It’s a good idea to request a catalog from all of the major suppliers: Dadant, W.T. Kelley, Brushy Mountain, Mannlake, Betterbee, Miller Bee Supply, and Rossman Apiaries. Also, be sure to calculate shipping costs into the mix – some beekeepers who are handy with tools will order supplies for one hive, and use that hive as a template for building others themselves.

List of First Beekeeping Equipment and Supplies
  • Instruction manual: First Lessons in Beekeeping by C.P. Dadant
  • Telescoping covers and inner covers for the roof and ceiling of the hive
  • Screened Bottom Board (IPM), for the floor of the hive
  • Entrance Reducer, which reduces the size of the front door until the bees are established and able to defend their colony with a full-sized entrance
  • Medium Supers (5 each), for the walls of the hive
  • Medium Frames (50 each), which are like rooms within the hive. They will hold the comb. One sheet per frame is normally used. Many people buy more frames than initially needed, which saves money on shipping future purchases.
  • Small Cell Foundation (IPM), which provides a template for the bees to build comb. One sheet per frame.
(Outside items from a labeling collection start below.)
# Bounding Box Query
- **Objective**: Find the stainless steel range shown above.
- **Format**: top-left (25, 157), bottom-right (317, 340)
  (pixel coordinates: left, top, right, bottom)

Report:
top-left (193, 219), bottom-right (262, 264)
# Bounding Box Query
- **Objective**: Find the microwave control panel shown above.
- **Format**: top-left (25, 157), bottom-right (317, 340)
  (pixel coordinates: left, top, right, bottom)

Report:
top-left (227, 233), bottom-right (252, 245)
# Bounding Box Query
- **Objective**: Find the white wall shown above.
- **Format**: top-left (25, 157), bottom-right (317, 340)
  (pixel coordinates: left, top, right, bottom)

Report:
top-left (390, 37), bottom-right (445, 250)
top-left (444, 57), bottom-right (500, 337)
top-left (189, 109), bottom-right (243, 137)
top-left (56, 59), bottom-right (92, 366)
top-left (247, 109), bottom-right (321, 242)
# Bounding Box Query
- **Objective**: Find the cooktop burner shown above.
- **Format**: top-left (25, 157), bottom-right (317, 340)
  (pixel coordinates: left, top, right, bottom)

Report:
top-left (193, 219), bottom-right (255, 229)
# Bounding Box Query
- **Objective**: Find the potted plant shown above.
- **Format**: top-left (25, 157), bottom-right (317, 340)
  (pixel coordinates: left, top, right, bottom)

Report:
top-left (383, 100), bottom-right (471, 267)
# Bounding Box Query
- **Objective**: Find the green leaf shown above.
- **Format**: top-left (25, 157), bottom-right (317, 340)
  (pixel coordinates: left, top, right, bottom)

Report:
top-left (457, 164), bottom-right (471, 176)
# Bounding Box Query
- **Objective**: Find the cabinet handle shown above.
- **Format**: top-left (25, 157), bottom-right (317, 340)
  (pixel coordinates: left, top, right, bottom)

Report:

  • Feeder – it’s necessary to feed sugar water to a colony to assist it in establishing itself.
  • Smoker – it’s a good practice to use smoke when you inspect your bees. Smoke calms and disorients the bees, making them a lot easier to work with.
  • Hive Tool – it won’t be necessary in the beginning, but as the bees establish the hive and propolize, the tool assists in separating the components.
  • Protective clothing – A veil is the minimum protection required when working with bees. There are some good jacket/veil options. It is also highly suggested that you wear bib overalls while you work. For the best protection, a veil and coveralls is the way to go.
  • Gloves – many suggest starting without gloves and/or transitioning away from using them, but they’re handy nonetheless. Non-ventilated gloves are preferred, as you can get stung through the screen of the ventilated ones. Large, thick pigskin and sleeved rubber beekeeping gloves are best.
  • Nucs: A "nuc" or nuc box, is a smaller version of a normal hive designed to hold fewer frames. It is intended to contain a smaller number of bees, and a smaller space makes it easier for the bees to manage the temperature and humidity of the colony, which is vital for brood rearing.
  • Additional nice-to-haves – frame perch, frame grip
  • Warnings – don’t use Typar weed blocker, as the bees try to eat it and can’t. Also, it is very easy to spend too much. Study up, shop around, and make your purchases frugally.